Questa festa sfocia gradualmente in un rifiuto: Cambiano gli orientamenti delle persone, emerge nella comunità dei discepoli chi si dissocia e denuncia collaborando con le autorità ed a cascata il favore verso il Signore diventa ostilità, calunnia, condanna senza appello. Tutto cambia a 360 gradi meno che il cuore del Figlio di Dio. Egli continua il suo cammino perché Dio non segue il vento delle opinioni; Dio non calcola il tornaconto e non agisce di conseguenza, Dio segue il suo cuore che è un cuore amante e la cui barra dice libertà e totalità del dono. Gesù non muore perché gli altri lo uccidono, muore perché egli ha offerto se stesso senza tentennamenti, senza esclusioni, senza riserve. Quando lo accusano davanti all’autorità egli che avrebbe tutte le carte per difendersi TACE, e quando ha da dichiarare il vero per rendere testimonianza a Dio al suo progetto di salvezza ma una verità difficile che compromette seriamente la sua incolumità egli parla condannando se stesso a morte. “Ti scongiuro per il Dio vivente di dirci se tu sei il Cristo, il Figlio di Dio benedetto”. Tu l’hai detto, rispose Gesù. E non importa se questo inaugura la sua distruzione perché egli non è venuto a salvare la sua vita, ma la mia, la tua, quella di coloro tutti che gli stanno d’intorno e che ora con illimitata superbia lo condannano.

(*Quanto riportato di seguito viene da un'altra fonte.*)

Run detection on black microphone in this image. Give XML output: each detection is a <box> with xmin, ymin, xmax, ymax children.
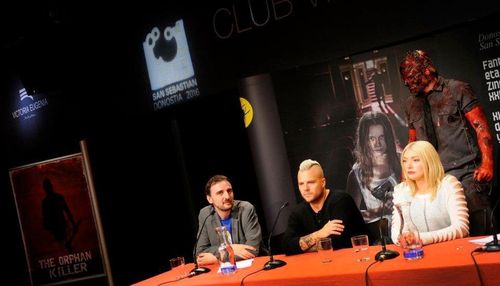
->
<box><xmin>189</xmin><ymin>207</ymin><xmax>215</xmax><ymax>277</ymax></box>
<box><xmin>483</xmin><ymin>194</ymin><xmax>500</xmax><ymax>252</ymax></box>
<box><xmin>375</xmin><ymin>183</ymin><xmax>399</xmax><ymax>261</ymax></box>
<box><xmin>264</xmin><ymin>202</ymin><xmax>288</xmax><ymax>270</ymax></box>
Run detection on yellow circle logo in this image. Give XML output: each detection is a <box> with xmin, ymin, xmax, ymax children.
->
<box><xmin>240</xmin><ymin>97</ymin><xmax>253</xmax><ymax>127</ymax></box>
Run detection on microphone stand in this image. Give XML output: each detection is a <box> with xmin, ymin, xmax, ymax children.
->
<box><xmin>189</xmin><ymin>208</ymin><xmax>215</xmax><ymax>277</ymax></box>
<box><xmin>375</xmin><ymin>187</ymin><xmax>399</xmax><ymax>261</ymax></box>
<box><xmin>264</xmin><ymin>202</ymin><xmax>288</xmax><ymax>270</ymax></box>
<box><xmin>484</xmin><ymin>194</ymin><xmax>500</xmax><ymax>252</ymax></box>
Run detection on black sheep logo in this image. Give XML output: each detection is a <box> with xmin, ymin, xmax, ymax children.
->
<box><xmin>148</xmin><ymin>27</ymin><xmax>177</xmax><ymax>62</ymax></box>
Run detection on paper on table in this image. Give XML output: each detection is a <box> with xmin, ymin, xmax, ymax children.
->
<box><xmin>217</xmin><ymin>258</ymin><xmax>253</xmax><ymax>273</ymax></box>
<box><xmin>469</xmin><ymin>233</ymin><xmax>500</xmax><ymax>245</ymax></box>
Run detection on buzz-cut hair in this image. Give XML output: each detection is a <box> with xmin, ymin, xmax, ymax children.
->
<box><xmin>299</xmin><ymin>159</ymin><xmax>323</xmax><ymax>173</ymax></box>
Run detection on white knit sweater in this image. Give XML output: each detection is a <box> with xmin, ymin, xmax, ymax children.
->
<box><xmin>391</xmin><ymin>175</ymin><xmax>469</xmax><ymax>245</ymax></box>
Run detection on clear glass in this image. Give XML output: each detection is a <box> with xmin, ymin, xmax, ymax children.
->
<box><xmin>351</xmin><ymin>234</ymin><xmax>370</xmax><ymax>262</ymax></box>
<box><xmin>316</xmin><ymin>237</ymin><xmax>333</xmax><ymax>263</ymax></box>
<box><xmin>170</xmin><ymin>256</ymin><xmax>189</xmax><ymax>279</ymax></box>
<box><xmin>215</xmin><ymin>226</ymin><xmax>236</xmax><ymax>275</ymax></box>
<box><xmin>396</xmin><ymin>202</ymin><xmax>424</xmax><ymax>260</ymax></box>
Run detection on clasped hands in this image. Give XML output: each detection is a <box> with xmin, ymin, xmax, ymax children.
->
<box><xmin>196</xmin><ymin>244</ymin><xmax>257</xmax><ymax>265</ymax></box>
<box><xmin>316</xmin><ymin>219</ymin><xmax>344</xmax><ymax>238</ymax></box>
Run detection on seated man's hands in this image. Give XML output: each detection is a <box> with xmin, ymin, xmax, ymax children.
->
<box><xmin>316</xmin><ymin>219</ymin><xmax>344</xmax><ymax>238</ymax></box>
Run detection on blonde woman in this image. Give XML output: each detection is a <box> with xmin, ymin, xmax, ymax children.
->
<box><xmin>391</xmin><ymin>141</ymin><xmax>469</xmax><ymax>245</ymax></box>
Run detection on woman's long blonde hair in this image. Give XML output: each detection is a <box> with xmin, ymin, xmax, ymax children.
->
<box><xmin>401</xmin><ymin>141</ymin><xmax>444</xmax><ymax>199</ymax></box>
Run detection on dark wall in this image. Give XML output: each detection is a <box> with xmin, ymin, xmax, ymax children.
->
<box><xmin>0</xmin><ymin>0</ymin><xmax>500</xmax><ymax>285</ymax></box>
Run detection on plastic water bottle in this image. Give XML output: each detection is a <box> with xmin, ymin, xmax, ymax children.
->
<box><xmin>215</xmin><ymin>226</ymin><xmax>236</xmax><ymax>275</ymax></box>
<box><xmin>396</xmin><ymin>202</ymin><xmax>424</xmax><ymax>260</ymax></box>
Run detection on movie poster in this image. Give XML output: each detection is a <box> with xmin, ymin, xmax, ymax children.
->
<box><xmin>10</xmin><ymin>153</ymin><xmax>106</xmax><ymax>285</ymax></box>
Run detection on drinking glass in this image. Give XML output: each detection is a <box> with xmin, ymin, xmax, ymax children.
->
<box><xmin>317</xmin><ymin>237</ymin><xmax>333</xmax><ymax>263</ymax></box>
<box><xmin>351</xmin><ymin>234</ymin><xmax>370</xmax><ymax>262</ymax></box>
<box><xmin>170</xmin><ymin>256</ymin><xmax>188</xmax><ymax>279</ymax></box>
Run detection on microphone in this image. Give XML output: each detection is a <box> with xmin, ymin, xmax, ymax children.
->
<box><xmin>483</xmin><ymin>194</ymin><xmax>500</xmax><ymax>252</ymax></box>
<box><xmin>375</xmin><ymin>183</ymin><xmax>399</xmax><ymax>261</ymax></box>
<box><xmin>264</xmin><ymin>202</ymin><xmax>288</xmax><ymax>270</ymax></box>
<box><xmin>189</xmin><ymin>207</ymin><xmax>215</xmax><ymax>277</ymax></box>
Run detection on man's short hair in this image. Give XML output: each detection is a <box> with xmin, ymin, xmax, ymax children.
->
<box><xmin>205</xmin><ymin>175</ymin><xmax>231</xmax><ymax>196</ymax></box>
<box><xmin>299</xmin><ymin>159</ymin><xmax>323</xmax><ymax>171</ymax></box>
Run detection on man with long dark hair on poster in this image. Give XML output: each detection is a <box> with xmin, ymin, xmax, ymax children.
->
<box><xmin>399</xmin><ymin>50</ymin><xmax>493</xmax><ymax>235</ymax></box>
<box><xmin>346</xmin><ymin>111</ymin><xmax>401</xmax><ymax>244</ymax></box>
<box><xmin>42</xmin><ymin>178</ymin><xmax>78</xmax><ymax>253</ymax></box>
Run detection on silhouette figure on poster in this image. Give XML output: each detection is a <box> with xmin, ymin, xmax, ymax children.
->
<box><xmin>42</xmin><ymin>178</ymin><xmax>80</xmax><ymax>252</ymax></box>
<box><xmin>346</xmin><ymin>111</ymin><xmax>401</xmax><ymax>241</ymax></box>
<box><xmin>372</xmin><ymin>69</ymin><xmax>387</xmax><ymax>112</ymax></box>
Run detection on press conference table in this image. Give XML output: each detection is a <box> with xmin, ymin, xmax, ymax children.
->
<box><xmin>134</xmin><ymin>238</ymin><xmax>500</xmax><ymax>286</ymax></box>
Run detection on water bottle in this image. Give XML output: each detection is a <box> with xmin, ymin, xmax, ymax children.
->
<box><xmin>215</xmin><ymin>226</ymin><xmax>236</xmax><ymax>275</ymax></box>
<box><xmin>396</xmin><ymin>202</ymin><xmax>424</xmax><ymax>260</ymax></box>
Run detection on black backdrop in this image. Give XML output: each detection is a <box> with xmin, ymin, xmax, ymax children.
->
<box><xmin>0</xmin><ymin>0</ymin><xmax>500</xmax><ymax>285</ymax></box>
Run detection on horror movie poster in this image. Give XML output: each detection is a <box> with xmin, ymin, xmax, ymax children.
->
<box><xmin>10</xmin><ymin>153</ymin><xmax>106</xmax><ymax>285</ymax></box>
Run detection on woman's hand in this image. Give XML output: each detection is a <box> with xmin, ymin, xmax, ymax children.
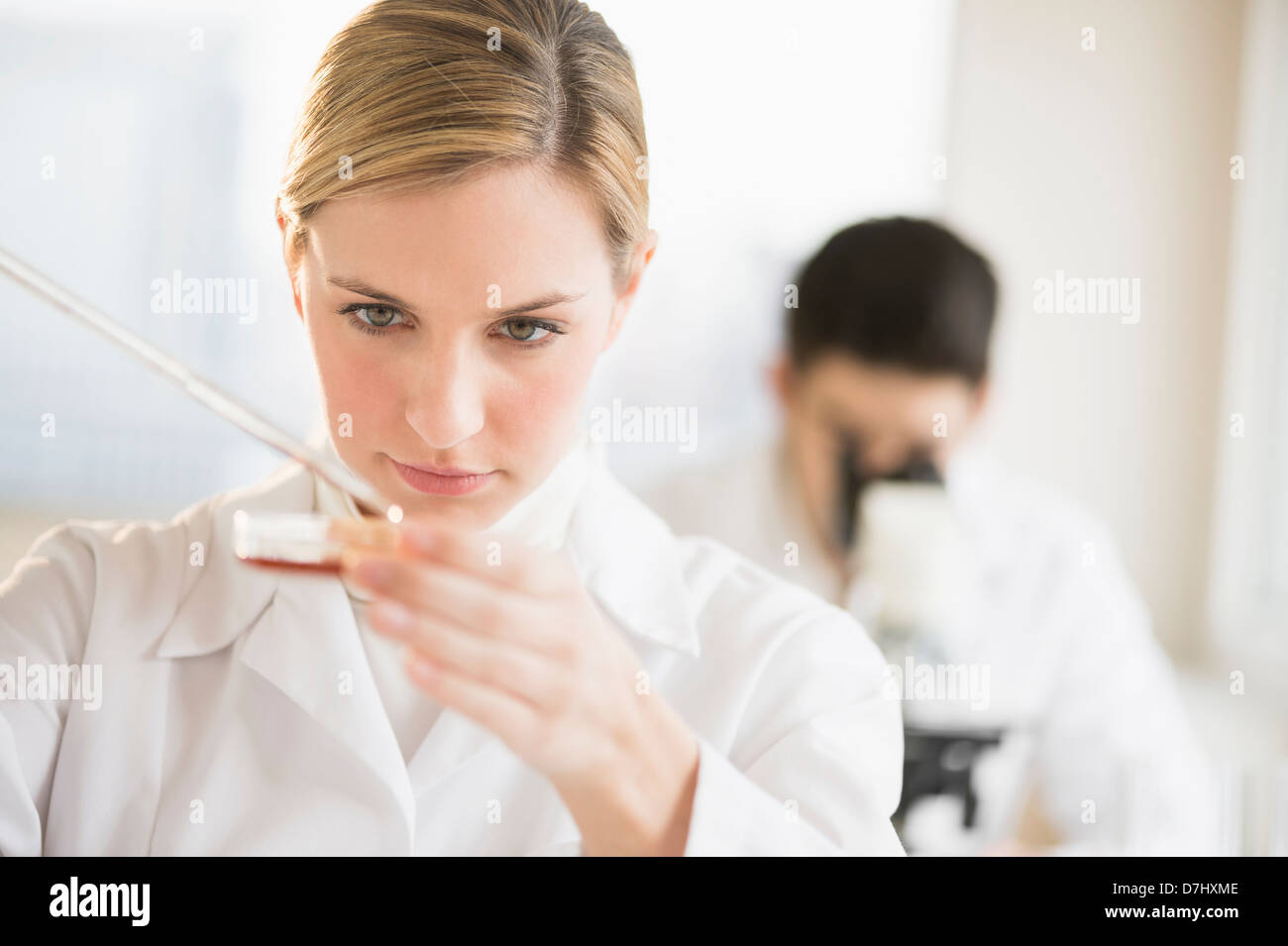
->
<box><xmin>343</xmin><ymin>521</ymin><xmax>698</xmax><ymax>855</ymax></box>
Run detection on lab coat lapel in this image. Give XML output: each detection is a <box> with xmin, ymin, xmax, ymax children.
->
<box><xmin>408</xmin><ymin>444</ymin><xmax>699</xmax><ymax>795</ymax></box>
<box><xmin>240</xmin><ymin>574</ymin><xmax>416</xmax><ymax>834</ymax></box>
<box><xmin>158</xmin><ymin>464</ymin><xmax>415</xmax><ymax>830</ymax></box>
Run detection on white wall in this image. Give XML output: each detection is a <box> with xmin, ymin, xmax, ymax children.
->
<box><xmin>948</xmin><ymin>0</ymin><xmax>1243</xmax><ymax>653</ymax></box>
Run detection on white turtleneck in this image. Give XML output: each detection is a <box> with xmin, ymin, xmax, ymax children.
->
<box><xmin>313</xmin><ymin>430</ymin><xmax>591</xmax><ymax>762</ymax></box>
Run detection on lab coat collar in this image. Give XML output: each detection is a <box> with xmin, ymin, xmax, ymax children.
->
<box><xmin>158</xmin><ymin>443</ymin><xmax>699</xmax><ymax>813</ymax></box>
<box><xmin>568</xmin><ymin>442</ymin><xmax>702</xmax><ymax>657</ymax></box>
<box><xmin>158</xmin><ymin>442</ymin><xmax>700</xmax><ymax>659</ymax></box>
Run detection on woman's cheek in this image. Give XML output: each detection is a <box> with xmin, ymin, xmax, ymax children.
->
<box><xmin>313</xmin><ymin>320</ymin><xmax>400</xmax><ymax>445</ymax></box>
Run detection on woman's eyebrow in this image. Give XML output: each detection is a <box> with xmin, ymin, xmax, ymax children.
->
<box><xmin>327</xmin><ymin>276</ymin><xmax>412</xmax><ymax>311</ymax></box>
<box><xmin>499</xmin><ymin>292</ymin><xmax>587</xmax><ymax>318</ymax></box>
<box><xmin>327</xmin><ymin>276</ymin><xmax>587</xmax><ymax>319</ymax></box>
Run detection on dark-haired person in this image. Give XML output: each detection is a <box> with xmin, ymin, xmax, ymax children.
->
<box><xmin>645</xmin><ymin>218</ymin><xmax>1215</xmax><ymax>853</ymax></box>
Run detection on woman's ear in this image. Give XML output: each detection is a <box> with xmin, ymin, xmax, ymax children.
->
<box><xmin>765</xmin><ymin>352</ymin><xmax>793</xmax><ymax>410</ymax></box>
<box><xmin>600</xmin><ymin>231</ymin><xmax>657</xmax><ymax>352</ymax></box>
<box><xmin>970</xmin><ymin>374</ymin><xmax>993</xmax><ymax>423</ymax></box>
<box><xmin>277</xmin><ymin>212</ymin><xmax>304</xmax><ymax>322</ymax></box>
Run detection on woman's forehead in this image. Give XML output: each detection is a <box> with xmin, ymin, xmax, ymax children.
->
<box><xmin>308</xmin><ymin>168</ymin><xmax>610</xmax><ymax>296</ymax></box>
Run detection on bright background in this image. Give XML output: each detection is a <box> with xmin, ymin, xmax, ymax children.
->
<box><xmin>0</xmin><ymin>0</ymin><xmax>1288</xmax><ymax>849</ymax></box>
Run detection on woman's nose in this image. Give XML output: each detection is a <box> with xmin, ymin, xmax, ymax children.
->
<box><xmin>407</xmin><ymin>350</ymin><xmax>483</xmax><ymax>451</ymax></box>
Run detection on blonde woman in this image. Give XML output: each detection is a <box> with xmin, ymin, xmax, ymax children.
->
<box><xmin>0</xmin><ymin>0</ymin><xmax>903</xmax><ymax>855</ymax></box>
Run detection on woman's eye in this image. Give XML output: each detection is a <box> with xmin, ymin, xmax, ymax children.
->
<box><xmin>501</xmin><ymin>319</ymin><xmax>551</xmax><ymax>343</ymax></box>
<box><xmin>351</xmin><ymin>305</ymin><xmax>402</xmax><ymax>328</ymax></box>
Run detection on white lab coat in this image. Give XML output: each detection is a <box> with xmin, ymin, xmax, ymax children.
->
<box><xmin>0</xmin><ymin>442</ymin><xmax>903</xmax><ymax>855</ymax></box>
<box><xmin>641</xmin><ymin>438</ymin><xmax>1220</xmax><ymax>855</ymax></box>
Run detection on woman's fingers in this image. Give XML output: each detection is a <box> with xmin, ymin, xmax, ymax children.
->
<box><xmin>404</xmin><ymin>650</ymin><xmax>541</xmax><ymax>748</ymax></box>
<box><xmin>368</xmin><ymin>598</ymin><xmax>555</xmax><ymax>705</ymax></box>
<box><xmin>340</xmin><ymin>550</ymin><xmax>550</xmax><ymax>650</ymax></box>
<box><xmin>399</xmin><ymin>520</ymin><xmax>564</xmax><ymax>594</ymax></box>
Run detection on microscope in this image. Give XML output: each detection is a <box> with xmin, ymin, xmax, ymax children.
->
<box><xmin>834</xmin><ymin>435</ymin><xmax>1006</xmax><ymax>853</ymax></box>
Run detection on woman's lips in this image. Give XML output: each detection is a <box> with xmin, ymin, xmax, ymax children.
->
<box><xmin>389</xmin><ymin>457</ymin><xmax>494</xmax><ymax>495</ymax></box>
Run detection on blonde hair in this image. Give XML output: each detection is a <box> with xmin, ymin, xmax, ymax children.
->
<box><xmin>277</xmin><ymin>0</ymin><xmax>648</xmax><ymax>288</ymax></box>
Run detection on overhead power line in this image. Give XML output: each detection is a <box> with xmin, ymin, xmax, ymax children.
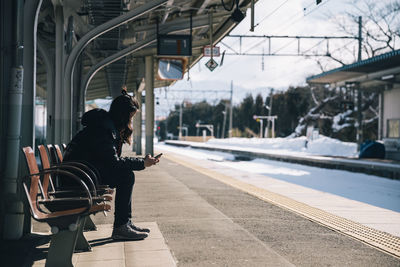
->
<box><xmin>222</xmin><ymin>34</ymin><xmax>359</xmax><ymax>56</ymax></box>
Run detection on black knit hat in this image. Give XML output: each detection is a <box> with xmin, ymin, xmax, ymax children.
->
<box><xmin>110</xmin><ymin>88</ymin><xmax>139</xmax><ymax>114</ymax></box>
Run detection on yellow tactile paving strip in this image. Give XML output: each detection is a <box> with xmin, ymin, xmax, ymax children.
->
<box><xmin>165</xmin><ymin>154</ymin><xmax>400</xmax><ymax>257</ymax></box>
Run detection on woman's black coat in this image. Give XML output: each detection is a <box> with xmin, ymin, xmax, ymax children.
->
<box><xmin>64</xmin><ymin>109</ymin><xmax>145</xmax><ymax>186</ymax></box>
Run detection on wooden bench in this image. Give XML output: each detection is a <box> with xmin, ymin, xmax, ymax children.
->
<box><xmin>23</xmin><ymin>147</ymin><xmax>111</xmax><ymax>266</ymax></box>
<box><xmin>38</xmin><ymin>145</ymin><xmax>113</xmax><ymax>231</ymax></box>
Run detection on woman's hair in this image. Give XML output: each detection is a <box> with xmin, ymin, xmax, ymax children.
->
<box><xmin>109</xmin><ymin>88</ymin><xmax>139</xmax><ymax>144</ymax></box>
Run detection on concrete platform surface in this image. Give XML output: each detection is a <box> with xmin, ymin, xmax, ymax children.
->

Carissimi fratelli e sorelle qui entriamo in gioco noi tutti: qui in cattedrale o a casa quello che è essenziale è che con l’intera nostra vita, di cui le palme sono il segno visibile, ricominciamo a camminare dietro a Gesù, al re servo che entra in Gerusalemme, al Figlio di Dio, piccolo chicco di grano che si accinge ad essere gettato nel terreno per morire e disfarsi. E’ rinnovare la ferma volontà in un mondo che segue i suoi miraggi, i sui idoli a stare dietro al nostro unico Dio e al Figlio Gesù. Sappiamo quanto sia difficile, quante le cadute che registriamo. Non importa. Ci sarà sempre un gallo che cantando ci farà piangere per la nostra paura e le sue fughe, richiamandoci a rialzarci ed a ritornare da Lui perché la sua scelta del nostro bene è irrevocabile. Ci ritroveremo il mattino di Pasqua, vuoto il sepolcro, insieme alla donne ed al ladrone a fare festa. Il resto sarà passato, la festa non avrà fine.